PSG raus aus Dembélé-Rennen? Chelsea und Barça arbeiten an Verpflichtung

Jetzt wäre der Flügelflitzer nach sieben Jahren in Frankreich ganz ohne Verhandlungen zu haben und könnte daher vielleicht bald doch noch im blau-roten Dress auflaufen. Allerdings droht dem FC Barcelona im Werben um den Argentinier Konkurrenz, denn auch Juventus Turin soll noch nicht ganz aus dem Rennen sein: Die Italiener kämpfen ebenfalls seit zwei Monaten um eine Verpflichtung von ‚El Fideo‘, konnten allerdings den Vertrag bisher noch nicht festmachen. Nun soll Di María nicht nur auch auf Barças Zettel stehen, sondern zudem einen Wechsel nach Spanien bevorzugen, heißt es.

Janine Basler
Lebt derzeit in Madrid, schreibt über spanischen Fußball.

10 Kommentare

  1. Raphinha scheint unmöglich (unter den aktuellen umständen) daher verstehe ich nicht warum man sich nicht nach anderen Alternativen umsieht.

    di Maria mag ich aber das wäre der nächste ü30 Spieler. Im schlimmsten Fall spielt nächste Saison so eine Mannschaft.

    MAtS (30) fürn Torwart aber noch „jung“
    Azpilicueta(33) Pique(33) Araujo Alba(33)
    Gavi Busquets(34) Pedri
    Di Maria(34) Lewandowski(34) Fati

    Einfach 6 Spieler die 33 oder älter waren hahah das ist eine Kaderplanung die musst du erstmal so machen. Wie war das nochmal mit Umbruch?

    • Oder man spielt Mats (30), Dest (21), Christensen (26), Araujo (23), Alba (32), Busi (34), Pedri (19), Gavi (18), Fati (19), Lewy (34), Ferran (22). Dann sind wir bei 3 Ü30 Feldspielern. Dazu mit Piqué, Di Maria, Azpilicueta und Alonso hervorragende und erfahrene Backups. Wobei mich Ferran auf rechts nicht überzeugt. Gehe aber davon aus, dass er trotzdem Stammspieler wäre. Die „alten“ zu holen, steht dem Umbruch erstmal nicht im Wege. Eigentlich ist es sogar in gewisser Weise förderlich, um Druck rauszunehmen. Man holt ja nämlich mit Ausnahme von Lewy keine Spieler, die den Anspruch haben, 90% der Spiele von Beginn zu machen. Das wäre etwa anders, wenn man nen Koulibaly holt. Es liegt eben an Xavi, nicht so zu spielen wie von dir aufgelistet und aus den jungen Spielern alles rauszuholen und diese zu entwickeln.

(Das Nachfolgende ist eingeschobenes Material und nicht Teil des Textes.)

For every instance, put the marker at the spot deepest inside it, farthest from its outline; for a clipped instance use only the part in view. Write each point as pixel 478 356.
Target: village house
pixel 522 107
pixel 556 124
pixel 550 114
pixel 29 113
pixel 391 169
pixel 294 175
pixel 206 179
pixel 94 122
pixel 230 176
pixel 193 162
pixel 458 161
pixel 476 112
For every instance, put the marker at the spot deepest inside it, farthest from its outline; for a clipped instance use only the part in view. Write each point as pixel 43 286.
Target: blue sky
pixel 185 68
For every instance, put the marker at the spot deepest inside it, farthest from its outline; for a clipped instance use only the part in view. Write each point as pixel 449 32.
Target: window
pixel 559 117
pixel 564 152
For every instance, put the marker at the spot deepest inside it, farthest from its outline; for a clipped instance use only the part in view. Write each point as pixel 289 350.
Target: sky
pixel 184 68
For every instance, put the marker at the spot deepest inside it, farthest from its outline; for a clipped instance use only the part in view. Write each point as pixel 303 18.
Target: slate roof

      • Unrealistiisch.Wenn Pique fit ist dann ist er safe gesetzt und er ist ja auch viel besser als Christensen und Garcia, der sich mal wieder einen riesen fehler erlaubt hat mit der N11.

        Azpilicueta ist auch bestimmt Xavis erste Wahl, es kamen heute auch wieder Berichte dass Dest gehen darf, sobald Azpilicueta sicher kommt. Ist auch nicht überraschend, denn jeder weiß das Dest nicht den größten Rückhalt hat und man offen ist ihn abzugeben.

        Einzig di Maria könnte so ein Wackelkandidat sein aber wie gesagt das war halt die elf im schlimmsten fall mit den ganzen ü33 Spielern.

  2. Falls Dembélé seinen Vertrag nicht verlängert ist Di Maria eine gute Option wie ich finde. Am liebsten wäre mir Dembélé verlängert, wenn nicht wäre Raphinha ein toller Nachfolger, der ist allerdings sehr teuer, wahrscheinlich so um die 50 mio. und dann sollte man natürlich Abstand nehmen von einer Verpflichtung. Option Nummer 3 wäre dann Di Maria, er hat diese Saison bei PSG und auch in der Argentinischen Nationalmannschaft gezeigt, dass er nach wie vor ein guter Spieler ist. Als Übergangslösung wäre er sicherlich interessant aber nur wenn die Konditionen stimmen (1 Jahresvertrag + Option auf ein weiteres Jahr und ein angemessenes Gehalt)

    • Ja wir müssen einen guten Mix finden. Der ein oder andere ältere Spieler ist sicherlich interessant als Überganslösung aber man darf es nicht übertreiben. Ein Packet aus Azpi, Alonso, Di Maria und Lewa wäre schon ein ziemlicher Rückschritt für den Umbruch. Es ist aber auch einfach eine extrem schwere Situation, uns sind finanziell und insbesondere durch die Gehaltsgrenze einfach die Hände gebunden. Wenn man Azpi (5 mio.) Di Maria (0 mio.) und Lewa (35 mio.) verpflichtet mit der Begründung Qualität zum guten Preis kann ich damit leben. Bitte nur nicht mit 3 Jahresverträgen um sich werfen. 1 oder max. 2 Jahresvertrag reicht mit vielleicht noch Option (Vereinsseite) auf ein weiteres Jahr. Aber es leider kein Wunschkonzert.